Marty watched some Mickey while he ate until my Woadie cat walked by and the chase began. Woadie is a tolerant cat because he loves being the center of attention. That cat will do almost anything to be watched including Marty’s not-so-gentle pats.

Eventually Marty made it to my room where he always goes to look at a picture of my family taken when his mom was about 10. He always points to her first then Uncle Ryan, Aunt Holly and finally me.
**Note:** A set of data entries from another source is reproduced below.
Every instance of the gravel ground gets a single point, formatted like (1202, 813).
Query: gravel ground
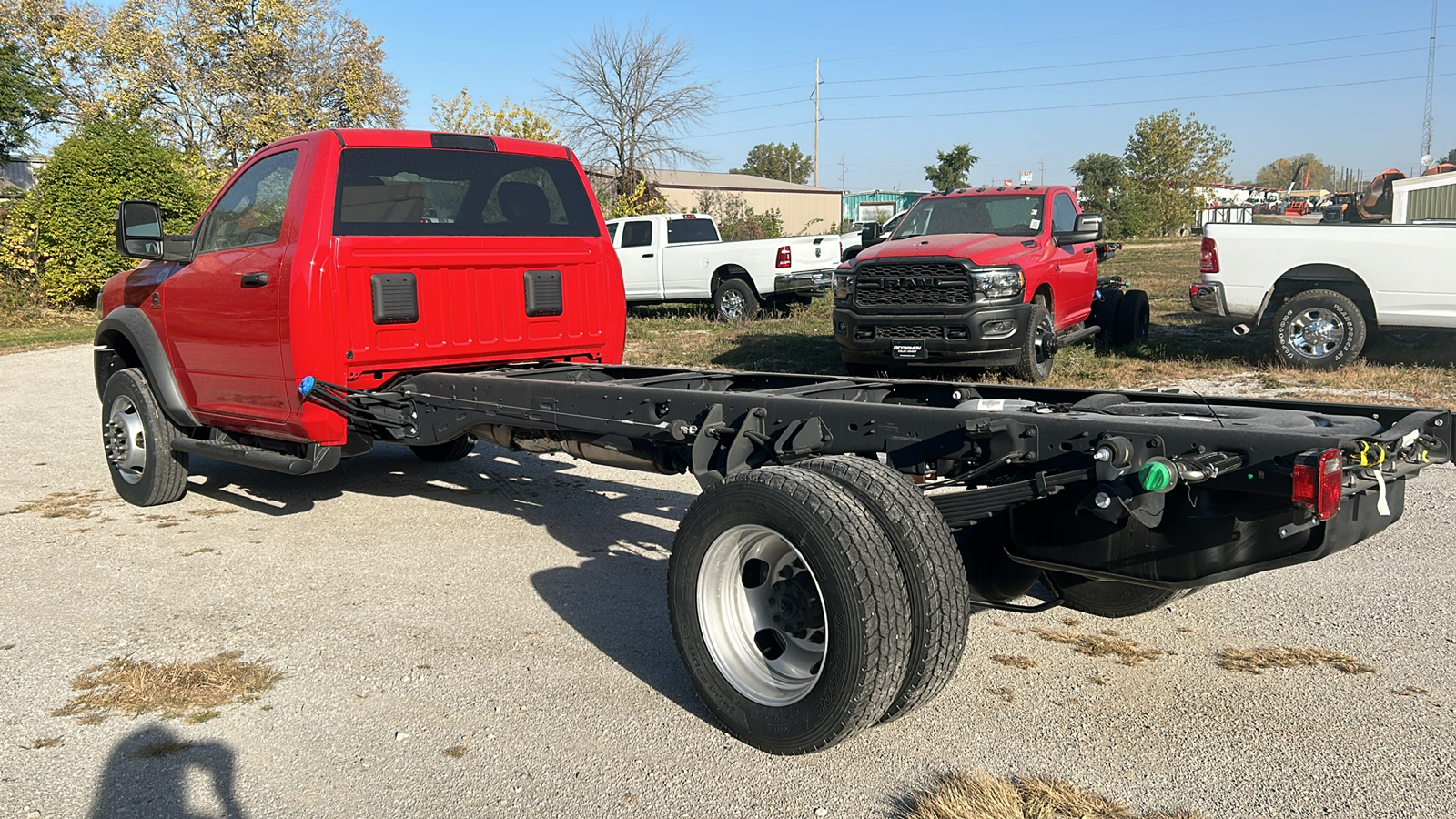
(514, 605)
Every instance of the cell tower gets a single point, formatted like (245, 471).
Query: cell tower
(1431, 92)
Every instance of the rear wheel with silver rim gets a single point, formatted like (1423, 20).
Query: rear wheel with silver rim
(1320, 329)
(137, 438)
(790, 610)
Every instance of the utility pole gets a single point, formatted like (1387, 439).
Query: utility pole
(1431, 91)
(815, 120)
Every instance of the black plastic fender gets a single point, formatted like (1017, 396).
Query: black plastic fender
(131, 327)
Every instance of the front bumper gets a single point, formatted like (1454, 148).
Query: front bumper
(975, 337)
(814, 281)
(1208, 298)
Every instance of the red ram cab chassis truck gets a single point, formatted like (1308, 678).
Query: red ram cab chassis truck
(356, 288)
(982, 278)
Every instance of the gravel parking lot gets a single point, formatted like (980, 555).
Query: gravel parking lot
(514, 606)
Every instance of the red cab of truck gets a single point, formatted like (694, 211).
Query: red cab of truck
(356, 256)
(980, 278)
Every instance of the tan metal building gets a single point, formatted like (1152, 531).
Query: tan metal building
(803, 208)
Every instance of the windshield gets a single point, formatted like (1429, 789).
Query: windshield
(1002, 216)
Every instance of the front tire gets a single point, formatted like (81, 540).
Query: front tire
(1037, 346)
(931, 564)
(137, 438)
(1320, 329)
(788, 610)
(734, 300)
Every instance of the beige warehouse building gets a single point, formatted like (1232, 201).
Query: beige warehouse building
(803, 208)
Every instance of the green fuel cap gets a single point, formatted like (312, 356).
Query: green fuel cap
(1155, 477)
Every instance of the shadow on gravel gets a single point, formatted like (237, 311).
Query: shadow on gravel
(146, 778)
(616, 598)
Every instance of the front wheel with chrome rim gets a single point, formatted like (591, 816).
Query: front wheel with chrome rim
(1320, 329)
(790, 610)
(137, 438)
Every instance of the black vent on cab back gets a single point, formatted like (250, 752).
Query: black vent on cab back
(395, 299)
(543, 293)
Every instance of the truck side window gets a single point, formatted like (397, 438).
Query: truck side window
(1063, 216)
(637, 234)
(251, 212)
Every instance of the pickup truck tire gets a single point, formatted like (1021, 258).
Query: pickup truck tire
(137, 438)
(929, 561)
(1320, 329)
(804, 542)
(734, 300)
(446, 452)
(1110, 598)
(1036, 356)
(1133, 318)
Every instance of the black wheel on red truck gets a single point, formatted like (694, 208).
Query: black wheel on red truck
(1320, 329)
(790, 610)
(929, 561)
(1133, 318)
(734, 300)
(137, 438)
(446, 452)
(1110, 598)
(1037, 347)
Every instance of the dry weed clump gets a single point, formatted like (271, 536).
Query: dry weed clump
(136, 687)
(1126, 652)
(63, 504)
(1259, 661)
(1016, 662)
(983, 796)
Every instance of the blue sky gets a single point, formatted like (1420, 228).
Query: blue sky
(1023, 84)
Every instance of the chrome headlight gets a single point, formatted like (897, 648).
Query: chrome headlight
(997, 281)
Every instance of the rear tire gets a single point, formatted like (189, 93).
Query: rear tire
(137, 438)
(1107, 598)
(734, 300)
(1132, 318)
(446, 452)
(929, 561)
(826, 658)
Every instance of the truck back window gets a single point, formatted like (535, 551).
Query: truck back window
(459, 193)
(684, 230)
(1002, 215)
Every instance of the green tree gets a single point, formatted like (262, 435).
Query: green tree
(626, 99)
(25, 101)
(62, 232)
(1168, 159)
(468, 116)
(217, 79)
(1279, 172)
(778, 160)
(951, 169)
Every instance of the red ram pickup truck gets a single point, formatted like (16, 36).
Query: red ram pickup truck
(985, 278)
(430, 290)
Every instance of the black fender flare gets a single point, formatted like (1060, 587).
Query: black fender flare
(127, 324)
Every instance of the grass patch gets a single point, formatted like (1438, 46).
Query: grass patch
(1016, 662)
(137, 687)
(1184, 349)
(983, 796)
(1259, 661)
(1126, 652)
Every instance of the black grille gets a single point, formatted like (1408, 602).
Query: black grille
(895, 285)
(910, 331)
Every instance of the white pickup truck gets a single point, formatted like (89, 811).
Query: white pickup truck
(1325, 288)
(679, 257)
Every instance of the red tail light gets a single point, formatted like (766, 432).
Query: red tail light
(1318, 479)
(1210, 257)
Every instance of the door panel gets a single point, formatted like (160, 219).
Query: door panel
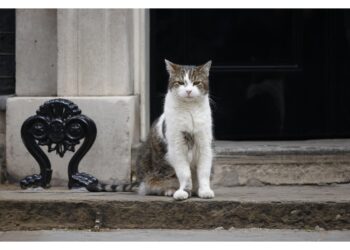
(275, 73)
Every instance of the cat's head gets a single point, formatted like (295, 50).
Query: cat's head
(188, 83)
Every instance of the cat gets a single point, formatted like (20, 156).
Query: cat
(176, 158)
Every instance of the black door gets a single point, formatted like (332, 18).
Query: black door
(276, 74)
(7, 51)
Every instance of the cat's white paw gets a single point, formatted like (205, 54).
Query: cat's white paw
(169, 192)
(180, 195)
(206, 193)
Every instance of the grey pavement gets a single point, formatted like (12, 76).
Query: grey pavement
(254, 234)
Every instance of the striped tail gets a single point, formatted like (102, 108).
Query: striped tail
(123, 187)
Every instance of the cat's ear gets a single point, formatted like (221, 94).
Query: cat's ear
(205, 67)
(170, 67)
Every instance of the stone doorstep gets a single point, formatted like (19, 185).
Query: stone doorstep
(283, 207)
(281, 162)
(259, 163)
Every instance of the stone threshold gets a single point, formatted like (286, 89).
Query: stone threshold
(302, 147)
(258, 163)
(283, 207)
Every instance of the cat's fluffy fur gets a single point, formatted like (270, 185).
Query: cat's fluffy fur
(176, 158)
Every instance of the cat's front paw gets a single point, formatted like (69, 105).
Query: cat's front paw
(206, 193)
(180, 195)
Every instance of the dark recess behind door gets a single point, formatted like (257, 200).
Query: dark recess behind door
(277, 74)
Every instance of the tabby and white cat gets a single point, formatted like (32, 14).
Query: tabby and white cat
(176, 158)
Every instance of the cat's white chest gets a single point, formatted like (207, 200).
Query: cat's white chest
(188, 118)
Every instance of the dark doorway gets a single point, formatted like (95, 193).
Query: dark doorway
(277, 74)
(7, 51)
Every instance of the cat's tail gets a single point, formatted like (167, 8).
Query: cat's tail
(122, 187)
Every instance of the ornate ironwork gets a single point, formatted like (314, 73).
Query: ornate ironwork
(59, 125)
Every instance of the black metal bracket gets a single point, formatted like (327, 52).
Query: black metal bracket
(58, 124)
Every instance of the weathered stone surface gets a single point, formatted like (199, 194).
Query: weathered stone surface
(280, 163)
(304, 207)
(95, 52)
(36, 52)
(109, 158)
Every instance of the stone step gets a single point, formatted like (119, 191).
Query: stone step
(284, 207)
(281, 162)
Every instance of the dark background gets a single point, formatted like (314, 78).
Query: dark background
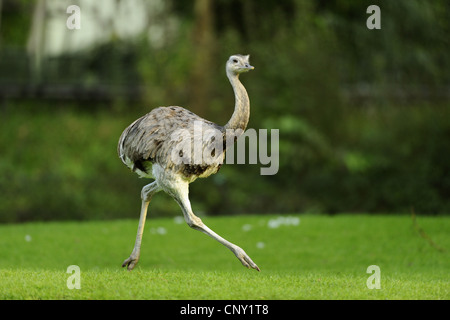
(363, 115)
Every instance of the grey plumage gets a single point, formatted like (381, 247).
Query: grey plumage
(175, 146)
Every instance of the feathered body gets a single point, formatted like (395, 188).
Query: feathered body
(175, 146)
(161, 135)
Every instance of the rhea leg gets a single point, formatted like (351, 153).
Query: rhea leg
(181, 196)
(146, 194)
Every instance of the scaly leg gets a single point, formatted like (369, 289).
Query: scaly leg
(181, 196)
(147, 193)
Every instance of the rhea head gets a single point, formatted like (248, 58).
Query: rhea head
(238, 63)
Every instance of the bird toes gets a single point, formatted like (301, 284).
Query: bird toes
(130, 263)
(246, 260)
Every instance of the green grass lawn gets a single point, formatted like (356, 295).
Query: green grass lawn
(303, 257)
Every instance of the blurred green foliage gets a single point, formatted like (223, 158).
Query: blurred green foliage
(363, 114)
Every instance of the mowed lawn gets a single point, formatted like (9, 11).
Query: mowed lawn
(300, 256)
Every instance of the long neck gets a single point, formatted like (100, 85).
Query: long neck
(241, 114)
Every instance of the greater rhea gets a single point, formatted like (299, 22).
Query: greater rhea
(174, 147)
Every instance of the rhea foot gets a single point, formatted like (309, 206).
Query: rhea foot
(245, 259)
(131, 262)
This time before leaving he noticed my grand collection of jewelry-making beads. He smiled and pointed but I told him those were Grammy’s. He was pretty insistent about looking at the beads so I placed a red velvet box on the floor that contained large handmade oblong beads. Quite heavy, I thought they could withstand small hands. Marty sat on the floor to play his favorite game, TOPI (Take Out, Put In). He loves all things repetitious like his train going round and round or TOPI over and over and over.

There was a long game of TOPI until I noticed the beads getting chipped. Luckily Woadie slowly walked by and the chase was on again. After a little walk in the yard, we came in and I cleaned up the lunch dishes. When I stepped back in the living room, here came a smiling Marty carrying a large container of beads with a sliding top (and it was sliding). Only about 50 beads dropped to the floor–time for another game of TOPI!

With the beads all picked up, I thought we could work on his pouring skills. I showed him what to do with the container of loose beads and a plastic measuring cup. Success! He was so careful and so proud of his new skill! He really concentrated and time ticked away. His father would pick him up soon, I needed to get Marty’s attention away from the beads or he would never go home. I set up his blocks which he went and inspected. He came looking for his beads but the container was no longer where he left it.

He ran from the room straight for my heavy wood coffee table. He banged his head and fell to the floor.I was broken-hearted he felt so disappointed! I wished I had communicated so he understood it was time to put the beads away.

I do not know why he bangs his head on things==sometimes he just uses his hands, smacking this temples in frustration. He has not learned coping mechanisms nor is he able to verbalize yet. I wonder if there is some static noise he is trying to quiet when he gets upset. Something we need to work on.